Disability and Folk medicine: Theories, Field Research, and Cultural Variability
DOI: 10.33876/2311-0546/2026-1/226-235
Keywords:
disability, disabled people, stigmatization, social constructivism, medicalizationAbstract
The author, the head of two research groups for Disability Research analyzes causes of low interest in studying this phenomenon (or even its absence) among Russian ethnographers and anthropologists. She briefly describes the emergence and history of Disability Studies, models and approaches existing within this interdisciplinary field, issues and topics that are being considered by ethnographers and anthropologists in many countries. The author also highlights the common ground between Disability Studies and medical anthropology, with scholars, specializing in Disability Studies, focusing on the social and cultural aspects of disability as a complex phenomenon rather than the medical problems of disabled people. According to the author, the causes of the low interest in Disability Studies among Russian anthropologists root in the profound stigmatization of disability and in medical approach to this phenomenon, which is widespread not only in the Russian mass consciousness, but also among academic community.

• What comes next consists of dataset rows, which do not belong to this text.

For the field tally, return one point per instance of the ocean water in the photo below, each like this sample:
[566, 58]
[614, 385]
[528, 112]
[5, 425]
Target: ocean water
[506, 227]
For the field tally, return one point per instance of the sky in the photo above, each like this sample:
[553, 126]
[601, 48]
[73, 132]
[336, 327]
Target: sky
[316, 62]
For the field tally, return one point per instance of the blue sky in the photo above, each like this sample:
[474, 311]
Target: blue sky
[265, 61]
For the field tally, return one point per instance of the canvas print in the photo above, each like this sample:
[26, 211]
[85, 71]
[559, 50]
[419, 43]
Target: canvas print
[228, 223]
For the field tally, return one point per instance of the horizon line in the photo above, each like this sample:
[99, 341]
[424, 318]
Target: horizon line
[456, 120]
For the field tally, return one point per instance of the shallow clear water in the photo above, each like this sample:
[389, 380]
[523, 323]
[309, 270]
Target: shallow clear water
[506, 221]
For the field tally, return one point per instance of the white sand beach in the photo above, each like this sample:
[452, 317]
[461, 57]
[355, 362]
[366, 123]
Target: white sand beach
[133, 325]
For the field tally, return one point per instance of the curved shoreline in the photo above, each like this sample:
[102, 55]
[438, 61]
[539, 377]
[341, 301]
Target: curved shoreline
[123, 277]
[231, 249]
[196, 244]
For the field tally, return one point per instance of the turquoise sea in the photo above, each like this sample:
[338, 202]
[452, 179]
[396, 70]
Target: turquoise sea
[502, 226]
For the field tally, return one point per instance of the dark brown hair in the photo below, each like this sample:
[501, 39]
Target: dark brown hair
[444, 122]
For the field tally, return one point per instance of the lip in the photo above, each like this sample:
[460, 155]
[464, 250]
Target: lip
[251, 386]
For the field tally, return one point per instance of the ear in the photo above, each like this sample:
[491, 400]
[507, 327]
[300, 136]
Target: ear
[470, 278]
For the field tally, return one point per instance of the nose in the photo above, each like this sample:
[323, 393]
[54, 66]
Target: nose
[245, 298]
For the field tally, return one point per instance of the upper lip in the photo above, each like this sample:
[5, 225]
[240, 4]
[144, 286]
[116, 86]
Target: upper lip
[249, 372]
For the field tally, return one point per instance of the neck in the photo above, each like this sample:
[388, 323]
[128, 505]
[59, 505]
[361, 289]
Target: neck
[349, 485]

The paper also discusses the establishment of research groups for Disability Studies in two Russian academic institutes, their main activities and publications. Concluding the article, the author presents papers that comprise a special section of the journal Vestnik Antropologii (Herald of Anthropology). These papers consider some folk medicine practices for treating serious illnesses and traumas that lead to disability as well as perceptions of impairments in different culture, such as the peasant culture of the Russian North, traditional and modern Abkhaz and Circassian cultures.